EXECUTION: The state of Missouri executed 50-year-old Roderick Nunley last week for the kidnapping, rape and murder of a 15-year-old girl. Nunley had been on death row for 25 years, and a co-defendant has already been executed. Also, in Ohio, the state has “two dozen condemned killers with firm execution dates” but no lethal drugs with which to carry them out.

PRISONER RELEASED: A man who served nine years in prison in Connecticut for murder has been freed, despite having confessed, when prosecutors agreed to overturn his conviction, citing that he was a teenager with a low IQ who may have been coerced.

NEW SHERIFF: Matt Boley was sworn in recently as the new Sheriff of Texas County; also, Thomas Anderson has been hired as the new Chief of Police in Miami.

CONTEMPT: Two co-defendants were held in contempt of court by district judge Lori Walkley in Cleveland County during a murder trial when they refused to testify.

TERRELL RELEASED: Former state representative Randy Terrell was released from prison recently, but still has to wear an ankle monitor.

BODY CAMS: The Oklahoma City city council has adopted policies on police body cameras.

POLICE JOBS: The city of Broken Arrow is having difficulty filling the 10 vacant jobs for police officers.

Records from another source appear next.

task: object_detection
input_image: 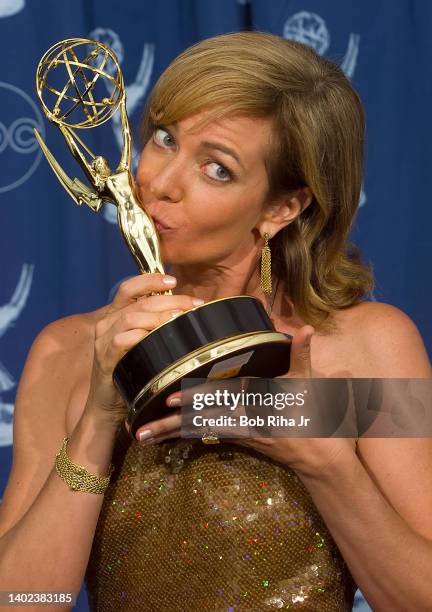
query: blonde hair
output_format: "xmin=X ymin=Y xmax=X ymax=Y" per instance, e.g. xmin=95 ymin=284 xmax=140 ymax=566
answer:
xmin=141 ymin=32 xmax=373 ymax=329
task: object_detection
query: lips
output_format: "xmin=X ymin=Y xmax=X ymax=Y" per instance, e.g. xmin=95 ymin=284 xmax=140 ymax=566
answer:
xmin=151 ymin=215 xmax=175 ymax=232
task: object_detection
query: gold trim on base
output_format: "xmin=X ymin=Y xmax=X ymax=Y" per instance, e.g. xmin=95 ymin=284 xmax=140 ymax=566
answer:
xmin=127 ymin=332 xmax=289 ymax=424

Man seeks assistance from police when his car breaks down…who promptly discover that his car is filled with stolen goods; when the accused chooses to commit a burglary while completely naked, local media will certainly refer to him as the Birthday Suit Burglar; repo man busted for towing a repo while high; the service at Speedy Gonzalez in Tulsa was not speedy, so a patron hit an employee with a beer bottle; a metro man has been accused of poisoning by mercury—do not see that charge too often; murder most foul over a pair of sunglasses; the first rule of armed robbery is to make sure your tires are in good condition so you do not get a flat during the getaway.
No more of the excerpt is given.